Concourses B and C are linear concourses located in separate buildings parallel to each other. Concourse B is adjacent to the airport roadway and houses passenger check-in, baggage claim, and security screenings on its landside and aircraft gates on its airside. Concourse C is a satellite terminal with gates on all sides, in the middle of the ramp, and is connected to Concourse B via an underground pedestrian tunnel under the ramp. The tunnel originates between gates B8 and B9 in Concourse B, and ends on Concourse C between gates C17 and C19. The tunnel is illuminated with a neon installation titled Sky's the Limit (1987) by Canadian artist Michael Hayden, which plays an airy, slow-tempo version of Rhapsody in Blue.[55]
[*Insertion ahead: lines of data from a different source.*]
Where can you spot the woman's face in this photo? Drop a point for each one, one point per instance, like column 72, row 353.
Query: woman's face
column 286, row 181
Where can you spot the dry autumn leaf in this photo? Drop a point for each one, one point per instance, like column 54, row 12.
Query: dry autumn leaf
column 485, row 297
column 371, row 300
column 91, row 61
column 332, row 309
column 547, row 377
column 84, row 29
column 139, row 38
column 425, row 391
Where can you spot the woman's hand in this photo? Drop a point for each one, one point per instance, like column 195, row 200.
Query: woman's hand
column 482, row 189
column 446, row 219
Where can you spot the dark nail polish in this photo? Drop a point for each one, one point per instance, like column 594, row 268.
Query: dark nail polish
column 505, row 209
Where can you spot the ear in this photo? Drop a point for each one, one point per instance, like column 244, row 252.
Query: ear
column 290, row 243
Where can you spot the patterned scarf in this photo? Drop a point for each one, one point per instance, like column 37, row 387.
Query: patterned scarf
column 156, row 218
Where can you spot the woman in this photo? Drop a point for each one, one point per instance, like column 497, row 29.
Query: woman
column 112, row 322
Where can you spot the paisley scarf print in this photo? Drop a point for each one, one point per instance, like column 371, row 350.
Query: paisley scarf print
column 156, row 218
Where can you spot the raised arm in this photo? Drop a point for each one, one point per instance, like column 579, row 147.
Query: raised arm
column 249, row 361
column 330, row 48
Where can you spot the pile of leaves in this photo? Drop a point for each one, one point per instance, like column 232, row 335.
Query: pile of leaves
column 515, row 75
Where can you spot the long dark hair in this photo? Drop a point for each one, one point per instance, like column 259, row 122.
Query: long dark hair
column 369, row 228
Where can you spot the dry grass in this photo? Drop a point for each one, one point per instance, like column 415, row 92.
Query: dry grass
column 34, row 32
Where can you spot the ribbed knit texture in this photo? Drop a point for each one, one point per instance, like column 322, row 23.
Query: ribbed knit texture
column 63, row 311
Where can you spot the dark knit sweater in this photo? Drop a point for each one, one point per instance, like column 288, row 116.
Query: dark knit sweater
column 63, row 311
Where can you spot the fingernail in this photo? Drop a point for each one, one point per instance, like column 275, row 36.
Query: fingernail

United operates three United Clubs in Terminal 1. For eligible premium international passengers, United operates a Polaris Lounge.[56]
Terminal 1 consists of 50 gates on two concourses: Concourse B (22 gates) and Concourse C (28 gates).
Terminal 2, containing Concourses E & F, houses Air Canada, Alaska Airlines, Delta and Delta Connection domestic flights, JetBlue,[57] and most United Express operations (although United check-ins take place in Terminal 1). The terminal contains a Delta Sky Club and a United Club in Concourse F.
Terminal 2 consists of 41 gates on two concourses: Concourse E (17 gates) and Concourse F (24 gates).
Terminal 3, containing Concourses G, H, K & L, houses the American hub included arriving and departing mainline and American Eagle flights, as well as departures for Oneworld carriers Iberia and Japan Airlines and unaffiliated carriers.
Concourses G and L house most American Eagle operated flights, while Concourses H and K house American's mainline operations. American's Oneworld partners Japan Airlines and Iberia depart from K19 or K16. Concourse L is also used by non-affiliated airlines Air Choice One, Cape Air, and Spirit.[58] A new "stinger" extension of Concourse L, with five new American regional gates, opened to service in May 2018.[59]
American has three Admirals Club locations in Terminal 3. For premium international passengers travelling on a Oneworld flight, American operates a Flagship Lounge.[60]
Terminal 3 consists of 79 gates on four concourses: Concourse G (24 gates), Concourse H (18 gates), Concourse K (16 gates) and Concourse L (21 gates).
Terminal 5, containing one concourse, Concourse M (21 gates), houses Frontier Airlines and all of O'Hare's international arrivals (excluding flights with Air Canada, American and United from airports with U.S. border preclearance). Other destinations with preclearance, including flights operated by Aer Lingus and Etihad Airways, arrive at Terminal 5 but are treated as domestic arrivals. With the exception of select Star Alliance and Oneworld flights that board from Terminal 1 or Terminal 3 respectively, all non-U.S. carriers except Air Canada depart from Terminal 5. Terminal 5 is separated from the other terminals by a set of taxiways that cross over the airport's access road, requiring passengers to exit security, ride a shuttle bus, and then re-clear security before boarding.